Could it have been because everyone’s natural response is to say, “I’m so sorry,” when you tell them? Would it have anything to do with the flood of social media memes that imply any woman who walks away from a relationship simply “can’t keep a man?” Maybe it’s society’s tendency to value the length of marriages without real consideration for the work, the turmoil or any of the sacrifices that come along with the timestamp.

My parents were happily married for over 33 years before my father passed, and I’ve wondered if this is where my guilt and shame began.

I grew up in a church where divorce was not only frowned upon but was the topic of many Sunday morning sermons. I vividly remember our Pastor saying, “… and if you get married and realize you married a bear… you better hug him!” Yes, that was the punchline: Give this bear a bear hug. And even in my 11-year-old mind, I had questions. What other options does she have? But what if the bear bites her head off? You really think she should just…stay married? But, as you know, if you were raised in a Black church, you don’t question God and you don’t question the man of God, so I entered adulthood with the notion that I truly only had one shot at this; often emphatically and proudly saying, “Divorce is not an option for me.” 

Oh, but it was. 

There comes a point in every adult’s life when you reflect on your childhood. You remember the values and lessons that your parents and support systems taught you and you realize that while some things still work for you, others don’t. You also recognize that your parents were learning too, so you not only extend grace, but you also understand that their childhood and formative experiences were the foundation for the lessons they wanted to instill in you.

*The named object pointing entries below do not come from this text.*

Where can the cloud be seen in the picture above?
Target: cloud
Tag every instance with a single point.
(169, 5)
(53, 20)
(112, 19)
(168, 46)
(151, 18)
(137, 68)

I’m fully aware that I’m currently stressing the importance of something to my son that he will one day challenge. It’ll be something that I fully and wholly believe in, and he’ll decide it just doesn’t work for him. And as an adult, he’ll have that right. Hopefully, I’ll be alive to see it. To see the moment when he recognizes that every “happily ever after” doesn’t look the same, that the path less traveled isn’t less traveled at all, it’s just the one that people don’t post, publish, or talk about. We sometimes don’t share the detours and the u-turns in our lives, not realizing that it’s those moments that make our stories even more valuable and respected.

I hope that my son learns that he can bounce back from anything and that starting over contains far too many opportunities for it to be a bad thing.  Whether he decides to stay single or get married, and if he marries, whether he chooses to stay married or walk away, my only prayer is that he finds happiness and peace with every decision he makes. The only way that I can be sure of that is by honestly and unashamedly telling him my story.

So when my son and I take that inevitable trip down memory lane, I’ll let him know that long before he was born his mommy got a divorce. And while I know it’ll be shocking to his young mind that I had a life before him, I’ll let him know that “divorce” is not a dirty word, because, if anything, it’s a courageous one. I’ll tell him how I boldly veered from what I had been taught and decided to be both fearless and flexible enough to reconsider my concept of “forever.” I’ll tell him, and I can’t stress this enough, that it was one of the bravest decisions of my life. “Divorce” can’t be a dirty word because it’s both a reality and our right to pivot, to evolve, to learn, and to grow.  “Divorce” is not a dirty word because it was not only my definitive decision to leave my former life, but it was also my separation from the opinions and judgments of people who really don’t matter. Most importantly for me, divorce has meant that I could shed any self-doubt that would have caused me to question or second-guess my ability to move forward in life without the trail of a failed marriage following me.

My divorce is definitely not my favorite part of my story, but I can finally say it’s not the chapter I skip anymore.